Here in America, most young corporate executives would claim to be quite
unaware of the fullest implications of their actions. Pressed further as to
why they follow soul-numbing business careers, they would point to the huge
loans and debts incurred through many years of expensive higher education.
The sad fact that the high cost of an education all but ensures that
graduates will not be able to practice the noble ideals that they were
exposed to, cannot but make one somewhat suspicious that this state of
affairs is not overly lamented by the powers that be. Even many parents
would be pleased that high indebtedness could deter their children from
pursuing 'irresponsible' lifestyles not in their best economic interests.

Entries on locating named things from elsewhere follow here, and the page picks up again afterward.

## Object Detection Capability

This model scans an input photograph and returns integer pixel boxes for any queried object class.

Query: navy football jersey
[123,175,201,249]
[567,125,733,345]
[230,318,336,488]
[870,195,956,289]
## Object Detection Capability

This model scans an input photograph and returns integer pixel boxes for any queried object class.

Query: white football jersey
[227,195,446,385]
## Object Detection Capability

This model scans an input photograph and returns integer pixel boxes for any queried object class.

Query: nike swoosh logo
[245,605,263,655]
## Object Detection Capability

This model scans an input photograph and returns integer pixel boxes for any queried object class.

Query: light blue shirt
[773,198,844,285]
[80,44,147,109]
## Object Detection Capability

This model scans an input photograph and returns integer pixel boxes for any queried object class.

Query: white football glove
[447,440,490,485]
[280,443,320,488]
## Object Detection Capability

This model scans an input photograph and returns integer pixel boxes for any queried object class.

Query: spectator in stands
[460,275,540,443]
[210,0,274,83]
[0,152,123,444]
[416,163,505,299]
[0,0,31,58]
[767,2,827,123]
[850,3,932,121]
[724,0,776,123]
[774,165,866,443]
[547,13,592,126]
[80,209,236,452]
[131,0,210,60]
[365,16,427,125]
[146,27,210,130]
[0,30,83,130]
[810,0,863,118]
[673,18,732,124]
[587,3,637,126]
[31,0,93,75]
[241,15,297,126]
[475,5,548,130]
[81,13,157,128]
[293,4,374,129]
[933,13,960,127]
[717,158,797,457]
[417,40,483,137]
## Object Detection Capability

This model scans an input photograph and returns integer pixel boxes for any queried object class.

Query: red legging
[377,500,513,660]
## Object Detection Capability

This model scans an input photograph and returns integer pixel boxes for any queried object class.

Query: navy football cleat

This vulgar pragmatism has even penetrated the academy itself. Today, most
successful faculty members and administrators would be the first to confess
to being, at the end of the day, merely harassed consumers. They teach
whatever it is that they 'profess' for the sake of the money, not so that
they may make the world a better place. Seeking to conceal their desperate
desire to gain material success at any cost, many speak sentimentally of
providing for their beloved children's material future in an increasingly
insecure world. I am surely foolishly naïve to suggest that, instead of
participating in the rape and impoverishment of the fragmented culture and
polluted world that they would leave their children, it would be far better
if they were to leave behind for future generations an example of committed
idealism and virtue.

An education must be more than an apprenticeship at an ivy-covered
gentleman's club (with suitably high tuition to hold its initiates hostage
to ugly necessity) where young corporate Geishas are discreetly initiated
into cynicism and introduced to the highest bidders for their services. A
Latin diploma is but an assurance that its bearer will use beautiful words
to serve and justify ugly ends; there is also an implied guarantee to
potential employees that graduates have the ideal qualifications for work in
the cutthroat workaholic economy: broken spirits, high indebtedness, and
insatiable desires. When educational institutions shamelessly market
learning as a means of accumulating wealth, it is time for those of us who
care about the future of humanity to give serious thought to how genuine
education may be preserved and renewed.

We must first observe that although many starve for want of the resources so
mindlessly squandered by their betters, the favored few are really not that
much happier either. Excessive wealth leads to self-hatred, paranoia,
addiction, alienation, sadism, and stupid arrogance in both men and
countries. Having grown up in the Third World, I have never found anything
romantic about poverty, being all too aware of the corrosive effects of
powerlessness and hunger. But I do find ironic justice in the paradox that
the wealthy are even more susceptible to addiction than the poor. However
even this situation can harm the developing world even more than the
developed world. Not content with culturally impoverishing their own
countries through their greed, insatiable western corporations and tycoons
will increasingly look to corrupt the rest of the world by disseminating
alienating lifestyles and offering worthless but expensive trinkets in
exchange for precious raw materials. Third World 'yuppies' are most
dangerous of all because after using up precious foreign exchange to study
in the west, they return to spread spending habits of addictive consumerism
amongst their own people. Instead of mindlessly aping corrupt and decadent
western lifestyles, students from poor countries should instead seek to
thoughtfully combine the best that west and east have to offer.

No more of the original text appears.